Keys selection¶

This examples shows how to tell featomic to compute a set of blocks which correspond to predefined keys. This can be used to either reduce the set of computed blocks if we are only interested in some of them (skipping the calculation of the other blocks); or when we need to explicitly add some blocks to the resulting descriptor (for example to match the block set of an already trained machine learning model).

This example uses functions discussed in Computing SOAP features and Property Selection, so we suggest that you read these first.

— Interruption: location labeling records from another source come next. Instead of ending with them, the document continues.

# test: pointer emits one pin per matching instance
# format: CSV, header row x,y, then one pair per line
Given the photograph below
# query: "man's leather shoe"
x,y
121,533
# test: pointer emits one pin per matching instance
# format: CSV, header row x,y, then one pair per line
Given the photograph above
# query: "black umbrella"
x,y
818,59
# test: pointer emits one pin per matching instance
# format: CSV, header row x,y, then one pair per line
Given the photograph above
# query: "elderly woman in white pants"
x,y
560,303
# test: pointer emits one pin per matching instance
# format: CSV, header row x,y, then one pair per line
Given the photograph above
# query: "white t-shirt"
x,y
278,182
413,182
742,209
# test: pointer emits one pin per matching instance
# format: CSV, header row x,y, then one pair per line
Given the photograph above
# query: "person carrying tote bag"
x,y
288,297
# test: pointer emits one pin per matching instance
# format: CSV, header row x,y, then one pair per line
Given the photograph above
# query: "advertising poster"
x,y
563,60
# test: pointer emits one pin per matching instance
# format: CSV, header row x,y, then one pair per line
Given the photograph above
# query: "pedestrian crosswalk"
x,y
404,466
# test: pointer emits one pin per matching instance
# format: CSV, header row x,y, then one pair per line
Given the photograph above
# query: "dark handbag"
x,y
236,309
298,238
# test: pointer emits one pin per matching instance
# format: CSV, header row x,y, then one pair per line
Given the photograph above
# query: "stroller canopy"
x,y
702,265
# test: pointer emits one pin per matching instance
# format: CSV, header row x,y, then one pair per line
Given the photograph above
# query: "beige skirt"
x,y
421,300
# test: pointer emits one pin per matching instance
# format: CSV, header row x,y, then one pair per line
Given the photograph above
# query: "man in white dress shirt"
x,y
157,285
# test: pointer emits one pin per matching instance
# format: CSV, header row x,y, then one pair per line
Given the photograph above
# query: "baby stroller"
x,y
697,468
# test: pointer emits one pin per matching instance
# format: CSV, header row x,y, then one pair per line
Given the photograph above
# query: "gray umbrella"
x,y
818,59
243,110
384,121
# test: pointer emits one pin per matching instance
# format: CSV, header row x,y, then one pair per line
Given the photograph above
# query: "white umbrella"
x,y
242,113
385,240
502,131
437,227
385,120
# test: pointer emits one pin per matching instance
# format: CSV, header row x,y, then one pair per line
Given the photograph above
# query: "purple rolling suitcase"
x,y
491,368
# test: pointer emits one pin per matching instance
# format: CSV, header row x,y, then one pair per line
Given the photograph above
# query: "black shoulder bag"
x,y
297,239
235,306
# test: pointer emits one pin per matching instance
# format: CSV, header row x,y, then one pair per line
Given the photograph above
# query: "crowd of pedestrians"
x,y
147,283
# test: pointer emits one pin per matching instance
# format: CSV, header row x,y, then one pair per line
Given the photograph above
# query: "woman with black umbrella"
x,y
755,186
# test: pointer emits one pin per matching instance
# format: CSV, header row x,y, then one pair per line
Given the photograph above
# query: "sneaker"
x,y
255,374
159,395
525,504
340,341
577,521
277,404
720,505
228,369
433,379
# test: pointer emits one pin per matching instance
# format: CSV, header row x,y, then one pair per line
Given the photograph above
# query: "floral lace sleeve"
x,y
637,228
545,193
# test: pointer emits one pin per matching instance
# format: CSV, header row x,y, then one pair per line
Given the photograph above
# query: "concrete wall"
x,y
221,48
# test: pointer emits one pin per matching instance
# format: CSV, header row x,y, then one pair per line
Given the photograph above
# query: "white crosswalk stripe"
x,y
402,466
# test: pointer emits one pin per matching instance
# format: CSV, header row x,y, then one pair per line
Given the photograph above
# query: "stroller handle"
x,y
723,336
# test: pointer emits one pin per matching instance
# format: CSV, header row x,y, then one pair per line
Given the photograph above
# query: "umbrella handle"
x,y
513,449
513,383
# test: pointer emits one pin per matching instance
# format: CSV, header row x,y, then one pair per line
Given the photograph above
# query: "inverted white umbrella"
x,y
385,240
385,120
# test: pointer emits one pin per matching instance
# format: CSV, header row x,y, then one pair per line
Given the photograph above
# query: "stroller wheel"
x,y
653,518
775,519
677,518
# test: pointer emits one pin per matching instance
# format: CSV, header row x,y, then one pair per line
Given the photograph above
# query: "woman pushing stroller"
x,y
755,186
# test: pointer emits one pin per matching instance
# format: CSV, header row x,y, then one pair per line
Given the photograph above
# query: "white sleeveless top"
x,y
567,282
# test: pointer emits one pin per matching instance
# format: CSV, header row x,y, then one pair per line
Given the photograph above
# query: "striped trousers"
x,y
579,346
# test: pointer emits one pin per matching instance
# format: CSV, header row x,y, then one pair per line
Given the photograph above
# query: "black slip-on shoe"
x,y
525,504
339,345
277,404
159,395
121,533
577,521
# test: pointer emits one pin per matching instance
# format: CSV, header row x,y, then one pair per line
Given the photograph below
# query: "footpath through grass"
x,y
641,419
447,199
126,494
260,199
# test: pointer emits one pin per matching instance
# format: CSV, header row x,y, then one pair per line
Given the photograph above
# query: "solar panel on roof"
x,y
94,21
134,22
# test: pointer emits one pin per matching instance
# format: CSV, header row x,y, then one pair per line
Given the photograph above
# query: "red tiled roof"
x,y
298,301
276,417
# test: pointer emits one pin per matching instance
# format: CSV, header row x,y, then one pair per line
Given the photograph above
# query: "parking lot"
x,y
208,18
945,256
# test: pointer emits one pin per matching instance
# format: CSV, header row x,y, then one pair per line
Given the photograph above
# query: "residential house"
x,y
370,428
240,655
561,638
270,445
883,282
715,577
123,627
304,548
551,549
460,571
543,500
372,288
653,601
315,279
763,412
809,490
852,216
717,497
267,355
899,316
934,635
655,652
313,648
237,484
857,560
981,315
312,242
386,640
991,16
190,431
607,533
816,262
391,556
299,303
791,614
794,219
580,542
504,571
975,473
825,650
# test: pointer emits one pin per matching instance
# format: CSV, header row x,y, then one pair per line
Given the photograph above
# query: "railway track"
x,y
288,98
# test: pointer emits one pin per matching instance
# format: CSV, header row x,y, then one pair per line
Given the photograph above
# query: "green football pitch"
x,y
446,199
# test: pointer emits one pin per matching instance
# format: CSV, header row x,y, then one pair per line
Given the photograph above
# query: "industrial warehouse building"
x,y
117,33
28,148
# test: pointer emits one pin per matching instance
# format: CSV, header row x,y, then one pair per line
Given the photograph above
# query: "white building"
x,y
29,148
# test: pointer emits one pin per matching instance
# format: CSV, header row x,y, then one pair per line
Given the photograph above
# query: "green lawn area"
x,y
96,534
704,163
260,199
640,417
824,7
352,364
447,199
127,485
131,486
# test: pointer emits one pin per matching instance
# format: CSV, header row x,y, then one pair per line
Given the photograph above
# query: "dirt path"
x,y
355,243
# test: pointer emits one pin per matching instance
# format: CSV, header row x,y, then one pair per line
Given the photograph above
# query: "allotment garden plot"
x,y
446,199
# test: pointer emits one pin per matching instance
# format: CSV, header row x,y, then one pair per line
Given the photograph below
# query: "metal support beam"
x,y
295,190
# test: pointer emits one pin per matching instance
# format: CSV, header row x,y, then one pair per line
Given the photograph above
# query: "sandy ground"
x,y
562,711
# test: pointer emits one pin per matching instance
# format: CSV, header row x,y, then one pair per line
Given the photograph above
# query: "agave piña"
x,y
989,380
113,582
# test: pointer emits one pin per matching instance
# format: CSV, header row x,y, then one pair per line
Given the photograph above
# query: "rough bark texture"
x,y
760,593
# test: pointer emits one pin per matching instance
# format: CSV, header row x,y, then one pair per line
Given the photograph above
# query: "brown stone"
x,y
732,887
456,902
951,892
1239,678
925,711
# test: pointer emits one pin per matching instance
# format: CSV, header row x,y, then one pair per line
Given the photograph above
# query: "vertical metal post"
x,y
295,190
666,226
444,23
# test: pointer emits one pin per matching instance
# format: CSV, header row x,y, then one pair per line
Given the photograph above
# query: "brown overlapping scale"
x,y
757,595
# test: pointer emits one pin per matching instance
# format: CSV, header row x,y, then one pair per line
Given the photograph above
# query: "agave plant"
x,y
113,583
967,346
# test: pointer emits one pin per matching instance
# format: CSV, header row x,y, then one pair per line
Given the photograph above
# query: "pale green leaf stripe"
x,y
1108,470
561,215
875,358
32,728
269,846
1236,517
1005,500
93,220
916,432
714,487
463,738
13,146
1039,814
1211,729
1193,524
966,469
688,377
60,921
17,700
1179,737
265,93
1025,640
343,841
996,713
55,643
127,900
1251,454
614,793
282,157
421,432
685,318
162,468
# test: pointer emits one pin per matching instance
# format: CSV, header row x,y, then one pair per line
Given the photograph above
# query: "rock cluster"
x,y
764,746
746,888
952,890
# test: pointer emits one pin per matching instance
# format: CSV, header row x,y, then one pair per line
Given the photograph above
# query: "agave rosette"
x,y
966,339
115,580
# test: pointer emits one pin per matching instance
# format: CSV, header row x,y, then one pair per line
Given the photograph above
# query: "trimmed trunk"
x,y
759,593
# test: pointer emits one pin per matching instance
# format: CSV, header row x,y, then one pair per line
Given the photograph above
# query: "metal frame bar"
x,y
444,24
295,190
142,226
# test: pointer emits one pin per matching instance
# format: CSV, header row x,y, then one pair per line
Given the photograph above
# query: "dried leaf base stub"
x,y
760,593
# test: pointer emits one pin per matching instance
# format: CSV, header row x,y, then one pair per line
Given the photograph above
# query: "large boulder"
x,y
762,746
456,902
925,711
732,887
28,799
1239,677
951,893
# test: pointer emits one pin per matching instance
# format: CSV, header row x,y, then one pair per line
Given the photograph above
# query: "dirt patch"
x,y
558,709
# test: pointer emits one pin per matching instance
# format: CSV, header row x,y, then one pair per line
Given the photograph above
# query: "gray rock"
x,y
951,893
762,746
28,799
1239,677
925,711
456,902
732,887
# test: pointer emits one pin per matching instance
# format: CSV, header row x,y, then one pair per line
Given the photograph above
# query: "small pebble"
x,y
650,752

You can obtain a testing dataset from our website.

import chemfiles
import numpy as np
from metatensor import Labels, TensorBlock, TensorMap

from featomic import SoapPowerSpectrum

First we load the dataset with chemfiles

with chemfiles.Trajectory("dataset.xyz") as trajectory:
    frames = [f for f in trajectory]

and define the hyper parameters of the representation

HYPER_PARAMETERS = {
    "cutoff": {
        "radius": 5.0,
        "smoothing": {"type": "ShiftedCosine", "width": 0.5},
    },
    "density": {
        "type": "Gaussian",
        "width": 0.3,
    },
    "basis": {
        "type": "TensorProduct",
        "max_angular": 4,
        "radial": {"type": "Gto", "max_radial": 6},
    },
}

calculator = SoapPowerSpectrum(**HYPER_PARAMETERS)

The selections for keys should be a set of Labels, with the names of the keys being a subset of the names of the keys produced by the calculator.

descriptor = calculator.compute(frames)
print("keys names:", descriptor.keys.names)

keys names: ['center_type', 'neighbor_1_type', 'neighbor_2_type']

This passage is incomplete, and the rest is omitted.